Asi and others estimated it will take decades to rebuild Gaza, and she added that there is a “real possibility that the literal geography of Gaza” may change based on territorial ambitions stated by the Israeli military and far-right politicians.
“There is no aspect of civilian infrastructure that has been untouched,” she added, listing medical equipment, road construction materials and housing materials as goods needed to rebuild, but which must be approved for import and could emerge as major stumbling blocks.
Power asymmetries in this conflict mean Israel will have an outsize role in determining whether Gazans will be allowed to return to northern areas, experts said. As it is, there are no real guarantees they will.
Slim said that Western powers will undoubtedly call on wealthy Arab Gulf nations — namely Qatar, Saudi Arabia and the United Arab Emirates — to do the rebuilding, but they have little appetite for it.
“These countries now are saying, ‘We are not going to rebuild something and put billions of dollars in it today, when tomorrow, this thing will repeat itself and we will waste all this money,’” she said.
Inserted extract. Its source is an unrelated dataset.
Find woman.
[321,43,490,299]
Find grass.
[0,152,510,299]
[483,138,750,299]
The same goes for peacekeeping efforts.
“I do not see anyone being dumb enough to position themselves as the security arm of the Israelis in Gaza,” Levy said.
That leaves the provision of basic necessities to humanitarian organizations and U.N. agencies “to just try and keep these people alive, sheltered, fed,” he added.
Meanwhile, those in Gaza have long borne the brunt of this protracted conflict, making them excruciatingly aware that their wishes will factor little in any potential resolution. Seeing their neighborhoods reduced to rubble underlines the difficulties still ahead — even in the hard-to-imagine day when daily suffering and death finally end.
“We don’t have a choice in our life. We are forced to die, forced to starve, forced to be hungry,” Dr. Ebraheem Matar, 27, told NBC News by telephone from Al-Aqsa hospital in central Gaza.
“As we say, the real war starts after the end of the war.”